Internet traffic today per person is measured in gigabytes, with six gigabytes of information exchanged per human per year. In 2017, that number will have risen to 16. By then, global data will be counted in zettabytes – roughly one trillion gigabytes.

High frequency trading by computers built to automate buying and selling high volumes of shares by hedge funds and banks has triggered and magnified the impact of IT failures on stockmarkets. In May 2010, $862bn (£553bn) was erased from the value of US shares in 20 minutes when one company triggered a cascade of selling.

"You get under the covers and high frequency trading algorithms are beyond understanding," said MacDonald. "Sub-millisecond trades taking place, tens of thousands per second, and when that fails it fails spectacularly. That is what you are seeing manifested in Nasdaq."

This month's spate of outages came to international attention with the two-hour failure of the New York Times website on 14 August, during which it resorted to publishing articles on its Facebook page. While a malicious attack was initially suspected, the problem was caused simply by a scheduled system maintenance.

On the same day, Microsoft customers began to report email failures. The outage was traced to problems with the Exchange ActiveSync service which serves email to many of the world's smartphones. When Exchange hit a glitch, the sheer volume of phones trying to connect triggered a ripple effect that took three days to control.

On 16 August, many of Google's websites, from email to YouTube to its core search engine, suffered a rare four-minute global meltdown. The episode, the cause of which Google has not explained publicly, served to illustrate the sheer volume of traffic its servers process. During its outage, one monitor put the drop in global internet traffic at 40%.

Three days later, on 19 August, Amazon's North American retail site went down for about 49 minutes, with visitors greeted with the word "Oops". No explanation was given, but one estimate by Forbes put the cost to Amazon at nearly $2m in lost sales.

On 22 August, Apple's iCloud suffered a blackout that affected a small number of its customers but lasted 11 hours. Storing the collections of photos, music, documents and address books that would once have been kept on shelves at home, iCloud now has 300 million users.

"The volume of data overall is absolutely exploding," says Rachel Dines, senior analyst at Forrester. "This week has been especially bad for downtime. Because we are now so dependent on these high profile services we notice them more. The impacts for the companies are huge from both lost revenue but also more importantly reputation damage."

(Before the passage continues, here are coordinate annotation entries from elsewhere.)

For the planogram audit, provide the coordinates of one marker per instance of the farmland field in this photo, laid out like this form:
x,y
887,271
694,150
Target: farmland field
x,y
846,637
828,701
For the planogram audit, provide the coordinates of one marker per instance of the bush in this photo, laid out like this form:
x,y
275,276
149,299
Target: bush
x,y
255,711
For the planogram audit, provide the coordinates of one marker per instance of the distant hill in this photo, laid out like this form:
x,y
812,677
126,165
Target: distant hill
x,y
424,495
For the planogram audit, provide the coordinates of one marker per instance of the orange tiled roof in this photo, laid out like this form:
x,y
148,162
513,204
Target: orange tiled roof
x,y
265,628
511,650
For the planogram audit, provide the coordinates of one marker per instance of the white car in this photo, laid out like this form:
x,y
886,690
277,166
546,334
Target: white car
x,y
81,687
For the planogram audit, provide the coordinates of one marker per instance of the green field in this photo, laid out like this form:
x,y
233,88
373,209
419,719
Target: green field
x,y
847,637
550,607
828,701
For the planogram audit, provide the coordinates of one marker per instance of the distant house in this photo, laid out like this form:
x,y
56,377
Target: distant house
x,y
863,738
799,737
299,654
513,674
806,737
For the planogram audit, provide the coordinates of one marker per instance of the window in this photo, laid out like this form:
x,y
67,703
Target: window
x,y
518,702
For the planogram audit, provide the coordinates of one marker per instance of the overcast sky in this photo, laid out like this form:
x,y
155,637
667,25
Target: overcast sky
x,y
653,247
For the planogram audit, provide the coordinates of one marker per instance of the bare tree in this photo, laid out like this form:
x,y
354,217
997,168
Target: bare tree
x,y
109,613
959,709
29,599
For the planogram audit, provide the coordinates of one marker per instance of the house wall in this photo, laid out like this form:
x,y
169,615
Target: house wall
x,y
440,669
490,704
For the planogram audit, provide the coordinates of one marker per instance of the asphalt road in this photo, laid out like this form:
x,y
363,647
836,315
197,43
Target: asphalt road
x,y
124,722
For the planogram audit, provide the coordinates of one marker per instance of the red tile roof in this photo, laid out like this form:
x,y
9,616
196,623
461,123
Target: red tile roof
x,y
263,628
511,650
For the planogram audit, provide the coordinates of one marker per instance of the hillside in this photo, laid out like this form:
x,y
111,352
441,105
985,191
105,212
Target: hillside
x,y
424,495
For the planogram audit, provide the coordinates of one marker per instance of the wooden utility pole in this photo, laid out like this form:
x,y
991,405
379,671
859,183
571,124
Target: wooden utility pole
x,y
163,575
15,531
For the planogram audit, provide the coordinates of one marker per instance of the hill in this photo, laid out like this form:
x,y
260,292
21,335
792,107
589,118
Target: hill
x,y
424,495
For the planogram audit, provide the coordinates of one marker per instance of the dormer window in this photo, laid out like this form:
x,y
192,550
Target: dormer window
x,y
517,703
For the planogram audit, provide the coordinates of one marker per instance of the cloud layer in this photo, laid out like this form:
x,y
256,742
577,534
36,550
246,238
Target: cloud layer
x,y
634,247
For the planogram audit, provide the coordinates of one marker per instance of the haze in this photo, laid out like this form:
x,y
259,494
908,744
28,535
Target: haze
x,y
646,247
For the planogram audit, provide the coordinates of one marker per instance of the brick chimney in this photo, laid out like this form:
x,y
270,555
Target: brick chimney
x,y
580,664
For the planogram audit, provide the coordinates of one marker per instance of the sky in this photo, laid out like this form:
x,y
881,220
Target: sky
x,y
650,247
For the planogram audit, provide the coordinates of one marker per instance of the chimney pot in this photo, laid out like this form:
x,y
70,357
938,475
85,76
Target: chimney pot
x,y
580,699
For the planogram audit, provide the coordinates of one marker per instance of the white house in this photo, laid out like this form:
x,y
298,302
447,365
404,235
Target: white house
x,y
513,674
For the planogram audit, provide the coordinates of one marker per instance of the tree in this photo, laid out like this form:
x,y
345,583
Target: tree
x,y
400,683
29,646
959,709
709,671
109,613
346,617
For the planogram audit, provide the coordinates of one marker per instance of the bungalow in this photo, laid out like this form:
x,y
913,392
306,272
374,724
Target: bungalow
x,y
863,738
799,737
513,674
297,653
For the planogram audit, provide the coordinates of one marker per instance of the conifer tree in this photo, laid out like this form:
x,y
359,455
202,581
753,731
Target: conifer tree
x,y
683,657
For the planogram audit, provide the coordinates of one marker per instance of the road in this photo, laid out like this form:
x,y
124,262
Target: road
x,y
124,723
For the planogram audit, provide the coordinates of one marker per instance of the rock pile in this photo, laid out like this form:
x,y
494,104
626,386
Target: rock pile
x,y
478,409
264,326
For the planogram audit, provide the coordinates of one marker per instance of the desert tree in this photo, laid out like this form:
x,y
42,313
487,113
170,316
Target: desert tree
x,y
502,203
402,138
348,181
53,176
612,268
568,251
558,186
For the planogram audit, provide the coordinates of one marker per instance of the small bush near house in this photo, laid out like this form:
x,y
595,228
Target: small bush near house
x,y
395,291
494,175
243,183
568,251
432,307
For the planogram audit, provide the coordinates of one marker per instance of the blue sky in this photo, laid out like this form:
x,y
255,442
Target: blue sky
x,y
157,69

James Acres, whose company Netcraft monitors outages at data storage companies, says digital businesses are racing, not always successfully, to built the infrastructure needed to cope with the data that many consumers are gradually transferring into the cloud from the hard drives of their laptops or their collections of CDRoms.

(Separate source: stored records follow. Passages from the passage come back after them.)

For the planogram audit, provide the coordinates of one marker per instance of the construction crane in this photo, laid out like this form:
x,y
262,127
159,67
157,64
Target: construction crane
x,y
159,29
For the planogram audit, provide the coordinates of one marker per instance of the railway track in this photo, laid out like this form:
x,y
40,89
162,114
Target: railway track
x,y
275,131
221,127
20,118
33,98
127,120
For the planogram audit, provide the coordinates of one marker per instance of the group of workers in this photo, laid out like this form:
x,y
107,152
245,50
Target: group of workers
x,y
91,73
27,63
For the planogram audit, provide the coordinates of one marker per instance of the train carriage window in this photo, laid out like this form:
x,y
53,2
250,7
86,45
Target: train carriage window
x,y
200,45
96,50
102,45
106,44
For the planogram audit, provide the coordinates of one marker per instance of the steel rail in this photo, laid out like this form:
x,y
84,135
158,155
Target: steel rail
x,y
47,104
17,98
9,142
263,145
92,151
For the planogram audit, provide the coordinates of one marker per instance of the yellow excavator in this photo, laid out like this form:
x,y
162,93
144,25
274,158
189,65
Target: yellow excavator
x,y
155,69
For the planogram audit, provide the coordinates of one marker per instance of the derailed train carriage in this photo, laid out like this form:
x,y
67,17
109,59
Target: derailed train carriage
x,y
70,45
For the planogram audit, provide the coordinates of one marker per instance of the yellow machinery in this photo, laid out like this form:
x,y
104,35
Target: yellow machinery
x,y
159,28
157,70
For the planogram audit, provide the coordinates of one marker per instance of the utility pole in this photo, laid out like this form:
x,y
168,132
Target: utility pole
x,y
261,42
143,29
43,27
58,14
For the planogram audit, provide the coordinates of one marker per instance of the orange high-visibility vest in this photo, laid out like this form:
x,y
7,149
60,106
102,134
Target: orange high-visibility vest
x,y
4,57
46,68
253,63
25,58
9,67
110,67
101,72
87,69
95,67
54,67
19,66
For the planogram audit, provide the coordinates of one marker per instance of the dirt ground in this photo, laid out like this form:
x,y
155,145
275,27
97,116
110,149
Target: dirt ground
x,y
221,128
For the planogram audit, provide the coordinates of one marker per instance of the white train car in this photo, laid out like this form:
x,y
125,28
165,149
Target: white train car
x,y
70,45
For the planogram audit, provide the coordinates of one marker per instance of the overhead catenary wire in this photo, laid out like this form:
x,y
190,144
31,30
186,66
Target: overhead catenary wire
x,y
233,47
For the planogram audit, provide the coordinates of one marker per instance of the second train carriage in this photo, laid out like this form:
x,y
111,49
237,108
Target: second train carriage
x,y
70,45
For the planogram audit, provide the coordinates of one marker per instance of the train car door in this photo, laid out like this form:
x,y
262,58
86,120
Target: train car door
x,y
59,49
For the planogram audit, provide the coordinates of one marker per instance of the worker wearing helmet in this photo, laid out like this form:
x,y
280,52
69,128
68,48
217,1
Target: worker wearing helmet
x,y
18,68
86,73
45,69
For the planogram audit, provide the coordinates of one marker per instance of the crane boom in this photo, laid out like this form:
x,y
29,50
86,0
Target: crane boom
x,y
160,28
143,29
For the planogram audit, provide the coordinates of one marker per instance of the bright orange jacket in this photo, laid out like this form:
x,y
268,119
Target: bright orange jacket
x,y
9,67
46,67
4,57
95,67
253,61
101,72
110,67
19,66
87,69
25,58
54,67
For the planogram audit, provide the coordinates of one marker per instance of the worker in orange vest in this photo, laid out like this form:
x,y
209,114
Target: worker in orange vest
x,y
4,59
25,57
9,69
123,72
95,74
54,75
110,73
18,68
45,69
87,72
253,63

"More and more people are putting their data in the cloud," says Acres, "and to deal with this services are changing their back end to cope, and because it's all quite new they are experiencing some difficulties."As well as selling books and music, Amazon is the largest provider of public digital storage space worldwide, and this side of the business was hit by an outage in 2012 despite upgrades designed to make its servers less likely to collapse.

"The outage at Amazon last year was traced back to some of the processes and technologies they had put in place to make it more resilient," said MacDonald. "It is almost like an auto-immune disease, where the systems they created to make it more resilient actually spread the failure more rapidly."

Lanier, whose Who Owns The Future? details the concentration of power among organisations with the largest computers, said outages would increase until human oversight was improved. "We don't yet have a design for society that can run this technology well. We haven't figured out what the right human roles should be."